GS: Can you first start by telling me where and when you were born?
BA: I was born in Detroit, Michigan. October 19th, 1949.
GS: Where in Detroit were you born?
BA: I was born in Women’s Hospital. I think it’s Hutzel now, but it was Women’s at the time.
GS: Growing up, where did you live?
BA: I lived two places. I initially lived on some time on Midberry Street, which is now close, it’s not far from where we currently are. That’s like near Woodward and the freeway, the Ford Freeway, but they closed those houses down. Bulldozed them to make the freeway. Then we moved over on Glendale Street.

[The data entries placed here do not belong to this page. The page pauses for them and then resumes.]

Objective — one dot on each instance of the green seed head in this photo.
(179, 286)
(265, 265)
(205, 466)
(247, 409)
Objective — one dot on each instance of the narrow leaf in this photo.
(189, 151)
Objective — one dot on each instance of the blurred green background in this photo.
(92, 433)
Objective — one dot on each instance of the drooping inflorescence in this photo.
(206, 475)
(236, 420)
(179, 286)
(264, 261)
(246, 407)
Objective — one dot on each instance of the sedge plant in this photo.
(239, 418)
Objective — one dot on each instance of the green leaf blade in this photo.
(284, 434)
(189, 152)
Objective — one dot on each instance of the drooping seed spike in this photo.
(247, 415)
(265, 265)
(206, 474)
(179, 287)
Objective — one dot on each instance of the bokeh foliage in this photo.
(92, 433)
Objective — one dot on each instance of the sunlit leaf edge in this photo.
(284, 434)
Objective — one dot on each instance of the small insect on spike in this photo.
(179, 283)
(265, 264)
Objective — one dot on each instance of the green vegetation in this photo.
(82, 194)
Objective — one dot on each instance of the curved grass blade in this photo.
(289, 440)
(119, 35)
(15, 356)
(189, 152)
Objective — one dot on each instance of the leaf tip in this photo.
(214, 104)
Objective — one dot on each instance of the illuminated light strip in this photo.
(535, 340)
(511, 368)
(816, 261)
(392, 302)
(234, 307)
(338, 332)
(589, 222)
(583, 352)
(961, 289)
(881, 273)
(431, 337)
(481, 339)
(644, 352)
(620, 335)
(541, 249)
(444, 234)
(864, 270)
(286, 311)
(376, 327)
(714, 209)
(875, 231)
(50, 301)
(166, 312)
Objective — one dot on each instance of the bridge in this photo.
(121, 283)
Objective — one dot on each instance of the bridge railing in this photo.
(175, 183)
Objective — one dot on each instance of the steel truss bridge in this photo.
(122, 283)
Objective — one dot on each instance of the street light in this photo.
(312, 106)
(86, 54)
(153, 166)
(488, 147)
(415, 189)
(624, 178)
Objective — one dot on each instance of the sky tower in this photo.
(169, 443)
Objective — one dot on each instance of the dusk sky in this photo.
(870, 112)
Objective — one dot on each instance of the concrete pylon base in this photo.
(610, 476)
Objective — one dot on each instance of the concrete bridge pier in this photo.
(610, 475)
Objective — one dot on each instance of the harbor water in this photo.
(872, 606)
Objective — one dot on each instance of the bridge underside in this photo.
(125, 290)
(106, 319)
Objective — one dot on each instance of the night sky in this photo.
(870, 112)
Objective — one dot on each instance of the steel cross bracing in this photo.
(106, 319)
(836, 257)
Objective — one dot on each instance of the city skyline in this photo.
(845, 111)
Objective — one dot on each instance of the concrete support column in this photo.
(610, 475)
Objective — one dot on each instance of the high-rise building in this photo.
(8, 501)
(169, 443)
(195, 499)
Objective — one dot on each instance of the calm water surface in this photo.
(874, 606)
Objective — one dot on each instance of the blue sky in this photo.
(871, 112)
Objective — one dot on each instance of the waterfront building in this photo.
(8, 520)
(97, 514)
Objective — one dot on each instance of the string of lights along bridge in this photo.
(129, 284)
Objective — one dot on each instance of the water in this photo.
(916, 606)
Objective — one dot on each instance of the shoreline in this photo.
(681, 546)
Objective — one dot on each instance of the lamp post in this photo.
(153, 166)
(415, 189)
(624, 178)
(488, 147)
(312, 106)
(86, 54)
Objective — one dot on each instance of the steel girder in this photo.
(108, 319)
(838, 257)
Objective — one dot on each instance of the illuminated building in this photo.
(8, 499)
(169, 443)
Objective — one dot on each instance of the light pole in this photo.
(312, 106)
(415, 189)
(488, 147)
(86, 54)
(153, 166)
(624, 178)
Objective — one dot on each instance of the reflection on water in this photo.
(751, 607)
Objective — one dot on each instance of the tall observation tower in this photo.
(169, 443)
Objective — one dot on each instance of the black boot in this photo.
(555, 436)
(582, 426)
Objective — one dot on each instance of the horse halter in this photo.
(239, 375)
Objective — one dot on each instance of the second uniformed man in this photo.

GS: What did your parents do?
BA: My mother was a homemaker; at that time, most people were homemakers. My father worked at Cadillac Coffee Company, which is in Detroit. He also had a part-time job working at Grosse Pointe Yacht Club.
GS: Do you have any siblings?
BA: Actually I have two siblings now, two sisters. At that point, I had two brothers. They have since past, so we’re a family of five, including myself.
GS: What was your community like? Was it very racially integrated?
BA: Not very. It was mostly African American throughout my childhood. We had some white neighbors, I’m thinking of other ethnic groups, but they began to move out because I think at that time, certain parts of the city were mostly segregated.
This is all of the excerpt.